Palantir hebt Umsatzprognose anKI-Boom und Iran-Verhandlungen geben Wall Street Rückenwind

US-Anleger setzen Hoffnung in eine baldige Einigung im Nahost-Konflikt, was den Ölpreis drückt. Der KI-Boom beschert Palantir den größten prozentualen Tagesgewinn seit Februar 2024. Insgesamt verläuft die Berichtssaison in den USA laut Finanzexperten robust.
Starke Quartalszahlen von KI-Profiteuren und die Hoffnung auf eine diplomatische Lösung im Iran-Krieg haben der Wall Street am Dienstag Rekordstände beschert. Der Dow-Jones-Index der Standardwerte stieg um 1,7 Prozent auf 54.085 Punkte. Der breiter gefasste S&P 500 rückte um 1,8 Prozent auf 7736 Zähler vor. Beide Indizes schlossen damit so hoch wie nie zuvor. Der Index der Technologiebörse Nasdaq kletterte um 2,6 Prozent auf 26.584 Punkte.
Im Fokus der Anleger standen Unternehmen, die vom Boom rund um Künstliche Intelligenz (KI) profitieren. Die Aktien von Palantir schossen um fast 30 Prozent in die Höhe und verzeichneten den größten prozentualen Tagesgewinn seit Februar 2024. Der Datenanalyse-Spezialist hatte zuvor seine Umsatzprognose für das Gesamtjahr angehoben.
Auch Caterpillar legten deutlich zu. Der Baumaschinenhersteller, der als Barometer für die weltweite Industrie gilt, profitierte von der starken Nachfrage nach Ausrüstung für den Bau von KI-Rechenzentren und schraubte ebenfalls seine Erwartungen nach oben. Allein die Kursgewinne von Caterpillar bescherten dem Dow ein Plus von mehr als 300 Punkten. Chipwerte waren ebenfalls gefragt: Der Branchenindex Philadelphia Semiconductor stieg um fast sieben Prozent.

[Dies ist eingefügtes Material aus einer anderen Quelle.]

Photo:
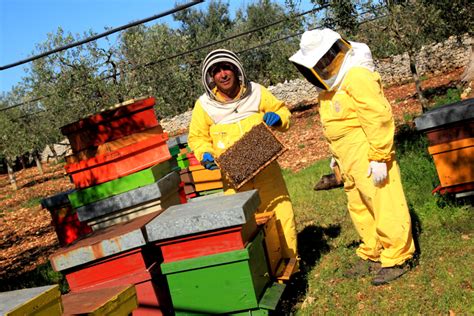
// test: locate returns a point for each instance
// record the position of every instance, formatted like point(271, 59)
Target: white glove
point(378, 170)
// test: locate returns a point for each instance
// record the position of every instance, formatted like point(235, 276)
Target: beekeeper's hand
point(378, 170)
point(208, 161)
point(272, 119)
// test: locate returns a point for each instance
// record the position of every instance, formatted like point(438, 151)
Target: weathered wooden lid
point(205, 215)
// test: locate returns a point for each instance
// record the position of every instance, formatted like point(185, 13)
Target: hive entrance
point(250, 155)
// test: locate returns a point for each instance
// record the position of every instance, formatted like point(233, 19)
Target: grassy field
point(441, 282)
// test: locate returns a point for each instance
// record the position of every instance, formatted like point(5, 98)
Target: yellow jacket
point(206, 136)
point(359, 103)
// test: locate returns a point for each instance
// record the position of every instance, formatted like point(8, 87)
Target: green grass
point(451, 96)
point(441, 282)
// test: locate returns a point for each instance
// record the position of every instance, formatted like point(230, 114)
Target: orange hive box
point(119, 163)
point(124, 119)
point(113, 145)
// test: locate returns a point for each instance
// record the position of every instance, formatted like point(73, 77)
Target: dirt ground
point(27, 237)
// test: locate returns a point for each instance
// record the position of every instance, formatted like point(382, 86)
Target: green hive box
point(121, 185)
point(222, 283)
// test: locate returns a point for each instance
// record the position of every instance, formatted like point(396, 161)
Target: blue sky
point(25, 23)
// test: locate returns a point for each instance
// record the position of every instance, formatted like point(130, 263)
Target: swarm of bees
point(249, 155)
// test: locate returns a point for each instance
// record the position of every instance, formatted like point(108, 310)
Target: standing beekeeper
point(358, 124)
point(231, 106)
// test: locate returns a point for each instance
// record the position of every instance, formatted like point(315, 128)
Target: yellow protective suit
point(358, 123)
point(204, 136)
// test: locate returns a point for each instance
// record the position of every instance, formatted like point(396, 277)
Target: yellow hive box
point(204, 186)
point(119, 300)
point(206, 175)
point(272, 240)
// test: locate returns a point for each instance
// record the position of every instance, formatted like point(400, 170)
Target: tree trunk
point(38, 162)
point(22, 162)
point(416, 78)
point(55, 154)
point(11, 175)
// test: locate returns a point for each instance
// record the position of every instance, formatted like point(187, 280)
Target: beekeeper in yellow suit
point(231, 106)
point(358, 123)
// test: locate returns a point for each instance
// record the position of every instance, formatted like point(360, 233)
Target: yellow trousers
point(274, 197)
point(380, 214)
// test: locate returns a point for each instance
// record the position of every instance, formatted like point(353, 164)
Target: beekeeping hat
point(320, 57)
point(220, 56)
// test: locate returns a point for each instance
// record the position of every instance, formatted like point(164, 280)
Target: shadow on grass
point(312, 243)
point(416, 231)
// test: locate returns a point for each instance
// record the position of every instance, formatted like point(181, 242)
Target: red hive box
point(64, 218)
point(205, 244)
point(131, 267)
point(111, 124)
point(119, 163)
point(67, 226)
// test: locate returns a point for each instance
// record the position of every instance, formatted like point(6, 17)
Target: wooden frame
point(239, 185)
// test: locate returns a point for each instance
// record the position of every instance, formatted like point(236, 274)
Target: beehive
point(449, 130)
point(220, 283)
point(64, 218)
point(117, 300)
point(249, 155)
point(43, 300)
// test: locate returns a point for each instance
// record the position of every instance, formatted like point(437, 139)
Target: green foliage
point(452, 96)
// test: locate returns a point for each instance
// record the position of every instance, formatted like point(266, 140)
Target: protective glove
point(208, 161)
point(378, 170)
point(272, 119)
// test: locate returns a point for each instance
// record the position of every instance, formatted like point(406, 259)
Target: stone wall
point(432, 59)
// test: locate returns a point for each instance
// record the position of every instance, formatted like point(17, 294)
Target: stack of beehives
point(124, 176)
point(196, 180)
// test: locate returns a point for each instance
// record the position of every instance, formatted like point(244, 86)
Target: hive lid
point(57, 200)
point(161, 188)
point(114, 187)
point(205, 215)
point(102, 243)
point(446, 114)
point(204, 261)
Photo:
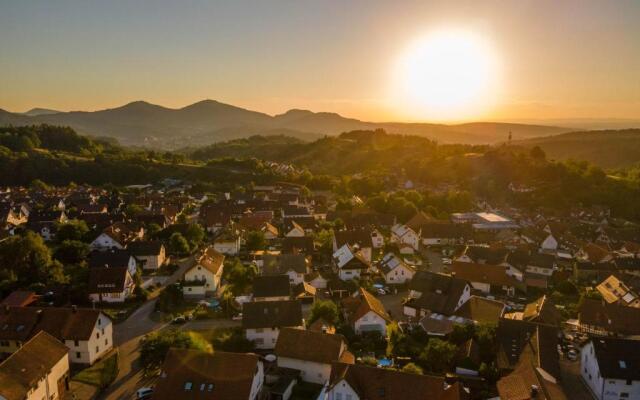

Für zusätzliche Erleichterung am Aktienmarkt sorgten sinkende Ölpreise und rückläufige Renditen bei US-Staatsanleihen. Rohöl verbilligte sich um etwa fünf Prozent. Hintergrund waren Aussagen eines katarischen Regierungsvertreters über anhaltende diplomatische Bemühungen im Iran-Konflikt. US-Finanzminister Scott Bessent stellte zudem in Aussicht, dass ein Abkommen zur Wiedereröffnung der Straße von Hormus innerhalb der nächsten zwei Tage zustande kommen könnte.
Der Preisrückgang beim Öl dämpfte zugleich die Erwartungen an eine Zinserhöhung der US-Notenbank Fed im September. "Ich spüre nicht eine Unze Skepsis unter den Anlegern, weder beim Öl noch bei den Zinsen oder den Aktien", sagte Jack Ablin, Chefstratege bei Cresset Capital Management. Dabei seien die Quartalszahlen zwar eine großartige Nachricht, es sei aber fraglich, ob eine Handvoll Berichte neue Rekorde beim S&P 500 rechtfertigten.
Insgesamt verläuft die Berichtssaison in den USA bislang robust. Von den 304 Unternehmen im S&P 500, die bis Freitag ihre Bücher geöffnet hatten, übertrafen nach LSEG-Daten 85,2 Prozent die Erwartungen der Analysten. Der langfristige Durchschnitt liegt bei 67,5 Prozent.
Nach Börsenschluss warteten Anleger auf die erste Bilanz des Raumfahrtunternehmens SpaceX seit dessen Börsengang. Die Aktien legten im Vorfeld zu. Papiere von McDonald's stiegen trotz enttäuschender Ergebnisse und Pfizer verbuchte nach positiven Zahlen ebenfalls Gewinne. Konjunkturdaten zeigten derweil einen Rückgang der offenen Stellen in den USA im Juni. Ein Anstieg bei den Neueinstellungen und eine geringe Zahl an Entlassungen deuteten jedoch auf einen weiterhin stabilen Arbeitsmarkt hin.